使用 matplotlib 绘制缩放和旋转的双变量分布

Question

我正在尝试 plot bivariate gaussian distribution 使用 matplotlib。我想使用两个 scatter 点（A 组）、（B 组）的 xy 坐标来执行此操作。

我想通过调整 COV matrix 来调整 distribution 以说明每个组 velocity 及其与附加 xy 坐标的距离用作参考点。

我计算了每组xy坐标到参考点坐标的距离。距离表示为radius，标记为[GrA_Rad]，[GrB_Rad]。

所以他们离参考点越远，radius就越大。我还计算了标记为 [GrA_Vel]、[GrB_Vel] 的 velocity。每组的direction表示为orientation。这被标记为 [GrA_Rotation]、[GrB_Rotation]

关于distribution如何针对velocity和距离(radius)进行调整的问题：

我希望使用 SVD。具体来说，如果我有每个 scatter 的 rotation angle，这将提供 direction。 velocity可以用来描述一个scalingmatrix[GrA_Scaling],[GrB_Scaling]。所以这个scalingmatrix可以用来扩大x-direction中的radius，收缩y-direction中的radius。这表示COVmatrix。
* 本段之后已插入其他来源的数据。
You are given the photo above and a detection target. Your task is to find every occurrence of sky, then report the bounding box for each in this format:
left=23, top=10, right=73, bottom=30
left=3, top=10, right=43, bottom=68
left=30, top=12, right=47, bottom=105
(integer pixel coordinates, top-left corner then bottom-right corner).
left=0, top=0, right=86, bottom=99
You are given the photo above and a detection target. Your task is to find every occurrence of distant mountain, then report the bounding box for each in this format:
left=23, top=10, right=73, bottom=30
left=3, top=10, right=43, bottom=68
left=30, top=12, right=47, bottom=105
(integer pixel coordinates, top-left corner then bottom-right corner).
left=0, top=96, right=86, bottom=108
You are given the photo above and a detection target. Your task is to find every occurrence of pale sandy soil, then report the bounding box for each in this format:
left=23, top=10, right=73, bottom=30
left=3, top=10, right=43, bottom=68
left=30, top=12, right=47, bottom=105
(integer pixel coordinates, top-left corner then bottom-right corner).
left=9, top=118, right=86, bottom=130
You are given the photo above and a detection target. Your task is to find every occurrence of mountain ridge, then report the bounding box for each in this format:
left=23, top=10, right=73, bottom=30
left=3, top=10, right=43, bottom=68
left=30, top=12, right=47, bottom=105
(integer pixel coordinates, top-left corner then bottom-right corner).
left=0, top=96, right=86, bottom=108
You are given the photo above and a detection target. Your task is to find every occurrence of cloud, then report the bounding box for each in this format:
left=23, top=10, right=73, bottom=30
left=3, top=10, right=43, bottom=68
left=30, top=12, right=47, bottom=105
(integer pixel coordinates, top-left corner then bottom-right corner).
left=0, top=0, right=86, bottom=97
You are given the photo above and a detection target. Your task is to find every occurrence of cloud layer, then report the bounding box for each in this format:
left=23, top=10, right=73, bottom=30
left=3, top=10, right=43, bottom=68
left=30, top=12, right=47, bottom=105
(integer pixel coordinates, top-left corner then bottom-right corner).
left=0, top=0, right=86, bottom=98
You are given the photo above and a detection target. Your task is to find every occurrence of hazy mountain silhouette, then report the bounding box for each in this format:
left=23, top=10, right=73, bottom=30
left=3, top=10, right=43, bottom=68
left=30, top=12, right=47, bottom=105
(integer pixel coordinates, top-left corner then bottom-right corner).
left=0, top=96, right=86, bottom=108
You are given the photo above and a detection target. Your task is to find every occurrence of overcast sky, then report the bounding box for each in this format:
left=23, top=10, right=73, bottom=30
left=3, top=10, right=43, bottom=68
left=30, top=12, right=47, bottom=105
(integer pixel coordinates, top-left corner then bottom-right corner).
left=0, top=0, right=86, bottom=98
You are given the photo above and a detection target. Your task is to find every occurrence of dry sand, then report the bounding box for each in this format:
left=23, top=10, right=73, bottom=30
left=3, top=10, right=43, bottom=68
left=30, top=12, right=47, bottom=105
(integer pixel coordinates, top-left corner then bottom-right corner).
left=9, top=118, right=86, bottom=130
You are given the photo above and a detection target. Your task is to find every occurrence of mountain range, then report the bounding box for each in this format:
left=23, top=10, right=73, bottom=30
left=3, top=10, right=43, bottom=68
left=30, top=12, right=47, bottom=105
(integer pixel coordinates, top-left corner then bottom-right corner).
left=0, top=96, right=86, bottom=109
最后，distribution mean 值是通过将组 location (x,y) 平移 velocity.

的一半得到的

简单地说：radius应用于每个组的scatter点。 COV矩阵由radius和velocity调整。因此，使用 scaling matrix 扩展 x-direction 中的 radius 并收缩 y-direction 中的 radius。 direction 是从 rotation angle 测得的。然后通过将组位置 (x,y) 平移 velocity.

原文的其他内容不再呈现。